The Nonfiction Writing Honors Program is intended for students who have been highly successful in their English concentration work. Specifically, it allows those who have an expressed and proven interest in nonfiction writing to pursue more completely a single project under the supervision of a first reader. The intention is to help students to complete work worthy of publication. The program culminates in the writing of a thesis during the senior year.
Students apply to the Nonfiction Writing Honors Program in the second semester of their junior year at the latest. Interested students should already have made contact with at least one member of the Nonfiction Writing faculty and should meet with the Honors Advisor to discuss their proposed project.
Admission to the Honors Program in Nonfiction Writing depends upon a student's demonstrated superior ability in nonfiction writing. Students must have taken either one intermediate and one advanced writing course, or two advanced writing courses by the end of their sixth semester and completed each with an S. To be eligible for admission, students must have earned more As than Bs (and no Cs or below) in other courses in the concentration plan. See procedures and application for more details.
Students in the Nonfiction Writing Honors Program take two additional courses beyond the ten courses required by the Nonfiction Writing Track -- ENGL1993 Honors Seminar in Nonfiction Writing (with the Honors Advisor) and ENGL1994 Senior Honors Thesis in Nonfiction Writing; the Honors track will bring to twelve the total number of required courses. The ENGL1993 grade option must be S/NC; ENGL1994 must be taken for a grade. Honors candidates should discuss their proposed course of study with the faculty member they choose to direct their thesis.
Honors candidates must continue to receive more As than Bs in courses taken as part of the concentration. Courses completed with a grade of C will not count toward an Honors concentration. A student who receives a "C" after admission to Nonfiction Honors and wishes to continue in the program must complete an additional course in a comparable subject area, with a grade higher than C.
The Honors Thesis
The Nonfiction Writing Honors thesis is an extended project, usually of between 50 and 80 pages, written under the supervision of one of the Nonfiction Writing faculty and a second reader (who can be from literature or another department). The specific topic and approach of the thesis are worked out between the student and the first reader, with assistance from the student's second reader. A good way to get an idea of what sorts of projects are possible is to visit the Hay Library, which stores theses from previous years, or to meet with the Honors Advisor. The work typically is in a genre chosen from Nonfiction Writing's spectrum: critical analysis, literary journalism, memoir, lyric essay, or narrative based on travel, science, history, or cultural critique.

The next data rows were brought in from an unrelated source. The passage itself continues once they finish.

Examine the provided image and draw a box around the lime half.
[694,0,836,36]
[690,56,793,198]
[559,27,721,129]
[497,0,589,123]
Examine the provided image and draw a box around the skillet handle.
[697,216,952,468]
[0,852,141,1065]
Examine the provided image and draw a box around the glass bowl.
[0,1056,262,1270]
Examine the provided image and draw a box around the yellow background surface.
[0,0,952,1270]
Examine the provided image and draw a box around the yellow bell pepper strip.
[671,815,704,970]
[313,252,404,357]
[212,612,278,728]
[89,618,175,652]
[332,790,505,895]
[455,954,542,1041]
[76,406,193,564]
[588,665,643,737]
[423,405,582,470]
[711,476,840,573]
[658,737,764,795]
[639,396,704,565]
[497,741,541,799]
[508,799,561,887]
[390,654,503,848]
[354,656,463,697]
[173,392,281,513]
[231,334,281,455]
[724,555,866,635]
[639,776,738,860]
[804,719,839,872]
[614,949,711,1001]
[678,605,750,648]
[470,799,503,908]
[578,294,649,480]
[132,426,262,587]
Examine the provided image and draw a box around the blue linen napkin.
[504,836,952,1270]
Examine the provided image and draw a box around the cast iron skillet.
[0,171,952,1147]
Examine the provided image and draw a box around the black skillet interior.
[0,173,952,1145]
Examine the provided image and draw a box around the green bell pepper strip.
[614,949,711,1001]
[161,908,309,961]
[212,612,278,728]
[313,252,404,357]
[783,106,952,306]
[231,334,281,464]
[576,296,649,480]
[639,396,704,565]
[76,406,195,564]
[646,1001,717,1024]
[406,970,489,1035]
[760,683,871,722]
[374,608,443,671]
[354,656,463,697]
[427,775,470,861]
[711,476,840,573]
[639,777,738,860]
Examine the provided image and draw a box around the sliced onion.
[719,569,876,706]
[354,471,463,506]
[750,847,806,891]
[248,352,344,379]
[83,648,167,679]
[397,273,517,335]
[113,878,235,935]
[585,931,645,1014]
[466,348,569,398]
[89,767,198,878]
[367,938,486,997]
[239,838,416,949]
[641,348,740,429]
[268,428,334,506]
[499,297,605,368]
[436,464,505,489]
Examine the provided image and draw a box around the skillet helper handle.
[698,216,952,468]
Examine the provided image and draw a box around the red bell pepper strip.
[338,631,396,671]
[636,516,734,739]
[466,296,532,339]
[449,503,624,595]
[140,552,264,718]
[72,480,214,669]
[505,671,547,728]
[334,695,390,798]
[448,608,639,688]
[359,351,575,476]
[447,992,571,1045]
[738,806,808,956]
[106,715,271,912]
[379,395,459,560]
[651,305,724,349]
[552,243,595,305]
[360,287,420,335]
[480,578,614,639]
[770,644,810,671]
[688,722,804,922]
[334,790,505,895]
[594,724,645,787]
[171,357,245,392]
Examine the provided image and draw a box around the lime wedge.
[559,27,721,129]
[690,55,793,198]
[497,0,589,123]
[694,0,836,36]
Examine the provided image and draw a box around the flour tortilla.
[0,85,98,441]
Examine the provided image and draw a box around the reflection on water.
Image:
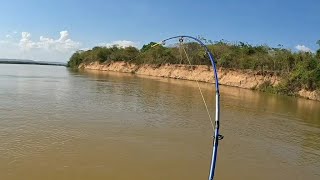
[0,65,320,180]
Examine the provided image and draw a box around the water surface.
[0,64,320,180]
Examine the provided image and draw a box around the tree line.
[68,39,320,95]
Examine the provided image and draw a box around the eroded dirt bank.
[79,62,320,101]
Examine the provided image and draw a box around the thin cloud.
[19,31,80,52]
[296,45,312,52]
[100,40,139,48]
[0,31,81,61]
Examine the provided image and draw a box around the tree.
[316,40,320,60]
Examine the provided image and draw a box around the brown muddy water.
[0,65,320,180]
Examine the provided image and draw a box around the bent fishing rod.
[152,35,223,180]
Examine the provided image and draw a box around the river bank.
[78,61,320,101]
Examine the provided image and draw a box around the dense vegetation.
[68,41,320,95]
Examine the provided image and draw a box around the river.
[0,64,320,180]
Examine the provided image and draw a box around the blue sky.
[0,0,320,61]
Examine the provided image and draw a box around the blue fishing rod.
[152,36,223,180]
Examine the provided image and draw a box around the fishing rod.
[152,36,223,180]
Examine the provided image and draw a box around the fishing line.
[180,41,214,131]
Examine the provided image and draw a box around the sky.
[0,0,320,62]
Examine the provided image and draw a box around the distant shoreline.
[77,61,320,101]
[0,60,67,67]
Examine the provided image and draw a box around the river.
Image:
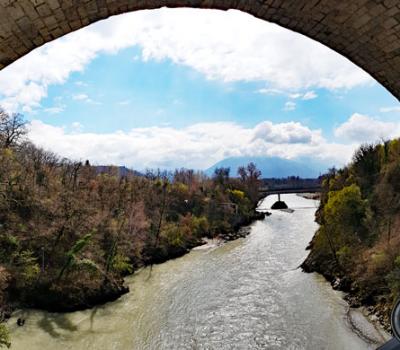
[9,195,388,350]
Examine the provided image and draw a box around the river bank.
[10,195,388,350]
[300,194,391,332]
[0,210,268,320]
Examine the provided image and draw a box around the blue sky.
[0,9,400,169]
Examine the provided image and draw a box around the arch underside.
[0,0,400,99]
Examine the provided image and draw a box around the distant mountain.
[205,157,331,178]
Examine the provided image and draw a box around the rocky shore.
[300,241,391,332]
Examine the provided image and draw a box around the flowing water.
[10,195,388,350]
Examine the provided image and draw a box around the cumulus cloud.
[335,113,400,142]
[283,101,296,112]
[257,88,318,100]
[0,8,372,111]
[43,106,65,114]
[379,106,400,113]
[302,91,318,100]
[29,120,355,169]
[254,121,322,144]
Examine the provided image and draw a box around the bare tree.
[0,108,27,148]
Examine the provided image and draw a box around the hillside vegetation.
[0,111,261,347]
[302,139,400,325]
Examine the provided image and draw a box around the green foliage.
[0,323,11,348]
[0,110,260,307]
[324,184,366,243]
[312,139,400,314]
[113,254,133,276]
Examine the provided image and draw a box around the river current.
[9,195,388,350]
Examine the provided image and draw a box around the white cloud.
[117,100,131,106]
[72,94,101,105]
[43,106,65,114]
[0,8,373,111]
[283,101,296,112]
[72,94,89,101]
[257,88,318,100]
[379,106,400,113]
[302,91,318,100]
[29,120,356,169]
[335,113,400,142]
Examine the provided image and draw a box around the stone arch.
[0,0,400,99]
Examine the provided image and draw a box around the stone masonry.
[0,0,400,99]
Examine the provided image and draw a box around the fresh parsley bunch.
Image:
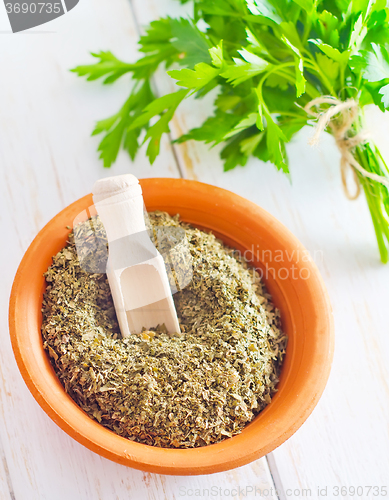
[73,0,389,262]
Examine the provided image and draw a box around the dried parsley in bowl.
[42,212,287,448]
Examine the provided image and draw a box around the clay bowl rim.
[9,178,334,475]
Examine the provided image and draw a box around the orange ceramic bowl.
[9,179,334,475]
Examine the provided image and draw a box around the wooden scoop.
[93,174,180,337]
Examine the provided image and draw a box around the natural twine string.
[304,96,389,200]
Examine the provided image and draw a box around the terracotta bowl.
[9,179,334,475]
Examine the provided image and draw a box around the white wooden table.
[0,0,389,500]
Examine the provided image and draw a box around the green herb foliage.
[42,212,287,448]
[73,0,389,262]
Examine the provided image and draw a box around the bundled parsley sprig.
[73,0,389,262]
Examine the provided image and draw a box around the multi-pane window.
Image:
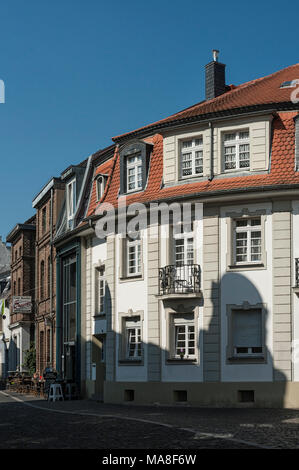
[126,233,141,276]
[62,255,77,343]
[67,179,76,227]
[96,175,107,201]
[125,317,142,360]
[224,130,250,170]
[42,207,47,233]
[40,261,45,299]
[181,137,203,178]
[96,269,105,314]
[232,309,263,357]
[127,155,142,192]
[173,314,195,358]
[47,256,51,297]
[235,217,262,263]
[173,224,195,291]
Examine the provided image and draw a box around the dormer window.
[96,175,107,201]
[181,136,203,178]
[223,130,250,171]
[120,141,152,194]
[66,179,76,228]
[126,154,142,192]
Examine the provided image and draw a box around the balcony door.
[173,226,194,292]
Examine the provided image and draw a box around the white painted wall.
[220,203,273,382]
[113,230,148,382]
[291,200,299,382]
[160,203,204,382]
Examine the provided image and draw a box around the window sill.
[118,359,143,366]
[93,312,106,320]
[166,357,197,365]
[227,263,267,271]
[119,274,143,282]
[227,354,266,364]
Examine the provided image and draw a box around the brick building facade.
[6,216,36,371]
[32,178,64,375]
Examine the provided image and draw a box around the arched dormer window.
[95,174,108,201]
[120,141,152,194]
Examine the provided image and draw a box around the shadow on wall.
[85,273,287,408]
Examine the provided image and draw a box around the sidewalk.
[5,392,299,448]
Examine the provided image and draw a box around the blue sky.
[0,0,299,238]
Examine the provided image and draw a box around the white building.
[76,56,299,407]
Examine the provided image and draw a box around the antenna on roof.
[212,49,219,62]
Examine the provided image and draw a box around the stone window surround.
[174,126,209,184]
[119,140,153,196]
[220,125,251,174]
[94,173,108,202]
[164,299,200,366]
[178,137,204,181]
[225,208,267,272]
[119,231,145,283]
[226,302,267,365]
[118,309,144,366]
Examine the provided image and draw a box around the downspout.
[50,187,54,364]
[209,121,214,181]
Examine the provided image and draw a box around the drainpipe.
[209,121,214,181]
[50,187,54,364]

Full thesis drafts are due by mid-March; final bound copies of the thesis are due in mid-April. Late theses will not be accepted for honors after the April deadline; students who hand in theses after the deadline and before the end of the term will receive a grade for the thesis course, but they will not be eligible for departmental honors. The completed thesis will be evaluated by its first reader and second reader, each of whom provides written commentary and suggests a grade for ENGL1994.
Half-year graduates will take ENGL1200 in the spring of their final year and ENGL1994 in the fall. (Half-year graduates should consult with the Honors Advisor for information on deadlines.)

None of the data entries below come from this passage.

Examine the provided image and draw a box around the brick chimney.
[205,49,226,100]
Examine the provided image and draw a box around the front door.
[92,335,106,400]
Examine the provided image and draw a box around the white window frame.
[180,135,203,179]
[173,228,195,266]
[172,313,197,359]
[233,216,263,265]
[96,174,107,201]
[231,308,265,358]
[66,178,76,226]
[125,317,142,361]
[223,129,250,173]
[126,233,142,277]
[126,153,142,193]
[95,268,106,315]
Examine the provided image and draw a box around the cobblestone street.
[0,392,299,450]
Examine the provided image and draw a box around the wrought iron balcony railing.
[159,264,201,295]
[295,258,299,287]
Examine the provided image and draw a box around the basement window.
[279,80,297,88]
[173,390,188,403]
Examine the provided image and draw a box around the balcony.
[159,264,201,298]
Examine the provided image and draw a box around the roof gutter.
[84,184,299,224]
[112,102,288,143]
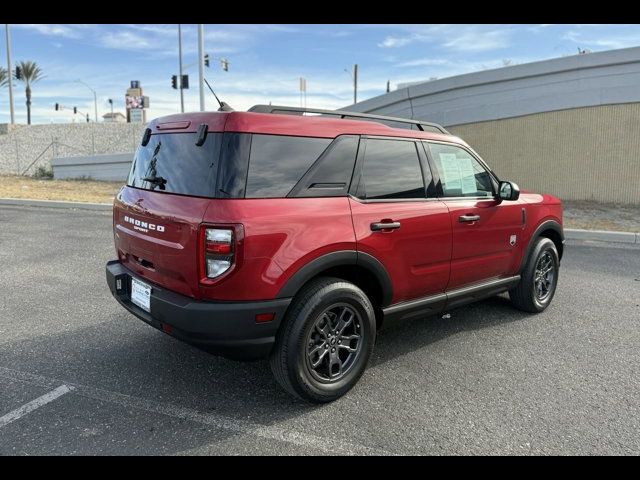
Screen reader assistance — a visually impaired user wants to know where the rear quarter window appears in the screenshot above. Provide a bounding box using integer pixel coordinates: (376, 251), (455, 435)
(245, 134), (333, 198)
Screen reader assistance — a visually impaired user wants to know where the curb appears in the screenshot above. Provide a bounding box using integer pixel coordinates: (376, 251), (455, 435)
(564, 228), (640, 244)
(0, 198), (113, 211)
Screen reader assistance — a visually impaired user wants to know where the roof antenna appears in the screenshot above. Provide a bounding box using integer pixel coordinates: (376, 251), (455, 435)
(203, 77), (234, 112)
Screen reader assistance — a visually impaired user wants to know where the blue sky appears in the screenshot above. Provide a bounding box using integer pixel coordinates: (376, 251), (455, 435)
(0, 24), (640, 123)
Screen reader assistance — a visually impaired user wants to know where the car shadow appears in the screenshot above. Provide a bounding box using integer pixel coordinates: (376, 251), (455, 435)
(0, 297), (527, 453)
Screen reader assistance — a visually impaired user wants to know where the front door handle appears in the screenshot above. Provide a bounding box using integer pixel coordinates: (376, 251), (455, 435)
(458, 215), (480, 223)
(371, 222), (400, 232)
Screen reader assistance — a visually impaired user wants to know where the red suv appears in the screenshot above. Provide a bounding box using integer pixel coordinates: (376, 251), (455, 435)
(106, 105), (564, 402)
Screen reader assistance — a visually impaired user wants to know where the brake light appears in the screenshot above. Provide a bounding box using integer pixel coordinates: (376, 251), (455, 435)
(204, 228), (233, 278)
(198, 224), (244, 285)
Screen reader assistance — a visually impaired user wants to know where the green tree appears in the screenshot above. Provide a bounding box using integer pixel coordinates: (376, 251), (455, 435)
(16, 61), (44, 125)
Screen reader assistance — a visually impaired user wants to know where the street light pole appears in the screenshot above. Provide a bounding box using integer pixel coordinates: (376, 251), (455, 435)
(198, 23), (204, 112)
(4, 23), (15, 125)
(353, 63), (358, 104)
(178, 24), (184, 113)
(78, 80), (98, 123)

The English Department reviews the academic record as well as the thesis evaluations for each senior completing the Nonfiction Writing Honors Program. Following a successful review, the student will be eligible to graduate with Honors in Nonfiction Writing.

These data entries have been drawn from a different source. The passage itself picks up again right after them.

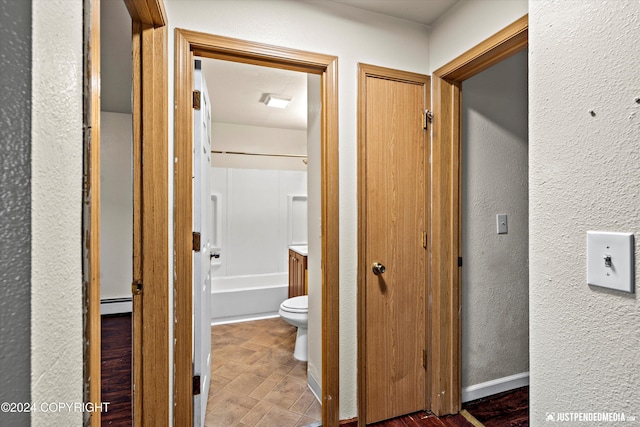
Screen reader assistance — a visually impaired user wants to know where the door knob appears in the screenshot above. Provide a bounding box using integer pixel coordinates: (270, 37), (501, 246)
(371, 262), (386, 276)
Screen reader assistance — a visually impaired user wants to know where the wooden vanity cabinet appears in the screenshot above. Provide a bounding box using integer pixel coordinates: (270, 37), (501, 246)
(289, 249), (307, 298)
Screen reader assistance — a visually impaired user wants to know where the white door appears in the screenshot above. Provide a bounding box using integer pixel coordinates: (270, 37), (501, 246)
(193, 60), (212, 427)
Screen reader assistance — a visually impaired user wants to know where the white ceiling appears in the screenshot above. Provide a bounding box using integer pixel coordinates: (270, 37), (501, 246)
(331, 0), (458, 26)
(201, 58), (307, 130)
(100, 0), (459, 129)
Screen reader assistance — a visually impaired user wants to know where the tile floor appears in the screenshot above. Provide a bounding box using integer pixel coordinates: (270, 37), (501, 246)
(205, 318), (322, 427)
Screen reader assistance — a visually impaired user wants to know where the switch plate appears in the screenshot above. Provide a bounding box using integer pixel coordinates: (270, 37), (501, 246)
(496, 214), (508, 234)
(587, 231), (634, 293)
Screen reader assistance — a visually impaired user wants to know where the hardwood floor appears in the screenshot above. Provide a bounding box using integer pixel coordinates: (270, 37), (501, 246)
(360, 411), (473, 427)
(462, 387), (529, 427)
(101, 314), (132, 427)
(101, 314), (529, 427)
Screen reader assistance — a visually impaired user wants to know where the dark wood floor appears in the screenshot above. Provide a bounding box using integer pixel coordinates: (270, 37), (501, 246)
(462, 387), (529, 427)
(101, 314), (529, 427)
(354, 411), (473, 427)
(101, 314), (132, 427)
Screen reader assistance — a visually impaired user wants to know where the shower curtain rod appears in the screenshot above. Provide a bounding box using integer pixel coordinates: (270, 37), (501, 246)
(211, 150), (307, 159)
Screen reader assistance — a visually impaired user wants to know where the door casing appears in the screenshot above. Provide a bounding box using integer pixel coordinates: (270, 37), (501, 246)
(429, 15), (529, 415)
(83, 0), (170, 427)
(358, 64), (430, 426)
(174, 28), (339, 425)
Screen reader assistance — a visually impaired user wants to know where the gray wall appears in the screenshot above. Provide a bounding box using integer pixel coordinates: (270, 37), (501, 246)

Deadlines for 2015-16 Honors Theses in Nonfiction Writing
Sept. 18, 2015
Email Catherine Imbriglio, Honors Advisor for Nonfiction Writing and Marianne Costa with the name of the faculty member who has agreed to be your second reader.
Prospectus is due to the Honors Advisor, first reader, and second reader.
Sept. 25, 2015
|Revised and signed prospectus due.
Note: Have your first reader and second reader approve and sign the prospectus before you submit it to Catherine Imbriglio, the Honors Advisor.
|November 3-10, 2015
||Register for ENGL1994 for semester II.
Catherine Imbriglio will submit registration permission to Banner.
Dec. 15, 2015
|Minimum of 40 pages of draft material due to ENGL1993 first reader, second reader, and Honors Advisor no later than December 15.
Each Honors student must turn in a minimum of 40 pages of draft material to the first reader, second reader, and Honors Advisor to receive a grade for ENGL1993.
March 7, 2016
|ASK concentration plan must be updated to reflect courses you are counting toward the concentration and advisor approved.|
March 10, 2016
|Full draft of the thesis due to Catherine Imbriglio, Honors Advisor for Nonfiction Writing, first reader, and second reader.
April 14, 2016
|Final copy of bound thesis due to Catherine Imbriglio, first reader, and second reader.
Late theses cannot be accepted for honors after the deadline; students who hand in theses after the deadline but before the end of the term will receive a grade for the thesis course, but they will not be eligible for departmental honors.
April 28, 2016
|Written reports and grades from first reader and second reader are due to Catherine Imbriglio, Honors Advisor for Nonfiction Writing.